Syed Jafer K

Its all about Trade-Offs

POTD #4 – Search in a sorted Matrix | Geeks For Geeks

Problem Statement

Geeks For Geeks – https://www.geeksforgeeks.org/problems/search-in-a-matrix-1587115621/1

Given a strictly sorted 2D matrix mat[][] of size n x m anda number x. Find whether the number x is present in the matrix or not.


Note: In a strictly sorted matrix, each row is sorted in strictly increasing order, and the first element of the ith row (i!=0) is greater than the last element of the (i-1)th row.

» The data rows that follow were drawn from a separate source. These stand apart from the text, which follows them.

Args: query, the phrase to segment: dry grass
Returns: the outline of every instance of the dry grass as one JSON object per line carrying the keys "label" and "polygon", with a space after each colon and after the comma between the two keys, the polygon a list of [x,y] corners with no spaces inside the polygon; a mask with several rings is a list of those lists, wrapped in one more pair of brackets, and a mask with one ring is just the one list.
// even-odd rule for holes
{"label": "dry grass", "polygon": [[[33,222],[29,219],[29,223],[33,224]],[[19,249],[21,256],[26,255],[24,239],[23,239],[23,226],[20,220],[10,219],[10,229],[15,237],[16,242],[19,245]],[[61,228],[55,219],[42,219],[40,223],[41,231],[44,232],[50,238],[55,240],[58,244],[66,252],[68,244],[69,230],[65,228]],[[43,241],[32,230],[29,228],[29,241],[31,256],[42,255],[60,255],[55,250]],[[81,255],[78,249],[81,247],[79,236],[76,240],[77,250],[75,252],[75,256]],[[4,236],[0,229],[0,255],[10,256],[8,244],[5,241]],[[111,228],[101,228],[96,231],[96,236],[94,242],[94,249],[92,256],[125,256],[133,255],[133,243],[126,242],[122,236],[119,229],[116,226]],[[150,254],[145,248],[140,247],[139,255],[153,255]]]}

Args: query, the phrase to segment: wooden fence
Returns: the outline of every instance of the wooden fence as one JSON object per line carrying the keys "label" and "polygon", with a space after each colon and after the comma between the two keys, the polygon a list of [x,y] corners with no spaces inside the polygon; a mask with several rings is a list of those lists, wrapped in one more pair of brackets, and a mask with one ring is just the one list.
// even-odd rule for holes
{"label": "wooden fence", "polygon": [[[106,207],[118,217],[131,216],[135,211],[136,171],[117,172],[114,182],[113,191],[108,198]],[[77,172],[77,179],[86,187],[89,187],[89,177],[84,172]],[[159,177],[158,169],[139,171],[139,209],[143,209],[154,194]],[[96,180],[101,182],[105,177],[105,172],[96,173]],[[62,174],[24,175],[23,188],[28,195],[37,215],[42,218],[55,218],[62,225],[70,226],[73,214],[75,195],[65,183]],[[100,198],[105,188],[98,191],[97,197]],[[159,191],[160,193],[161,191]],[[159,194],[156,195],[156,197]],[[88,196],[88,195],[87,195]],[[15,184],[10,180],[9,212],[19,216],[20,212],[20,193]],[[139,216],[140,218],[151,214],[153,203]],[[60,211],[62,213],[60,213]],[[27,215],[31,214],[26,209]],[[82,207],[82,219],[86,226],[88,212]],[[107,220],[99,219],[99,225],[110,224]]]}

Input: mat[][] = [[1, 5, 9], [14, 20, 21], [30, 34, 43]], x = 14
Output: true
Explanation: 14 is present in the matrix, so output is true.

My Approach

Today’s problem is same as yesterday’s problem. 


class Solution:
    
    def binary_search(self, arr, x, start, stop):
        if start > stop:
            return False
        mid = (start + stop) // 2
        if start == stop and arr[start] != x:
            return False
        if arr[mid] == x:
            return True
        elif arr[mid] > x:
            return self.binary_search(arr, x, start, mid)
        else:
            return self.binary_search(arr, x, mid+1, stop)
    
    #Function to search a given number in row-column sorted matrix.
    def searchMatrix(self, mat, x): 
    	# code here 
    	length = len(mat[0]) - 1
        for arr in mat:
            result = self.binary_search(arr, x, 0, length)
            if result:
                return True
        return False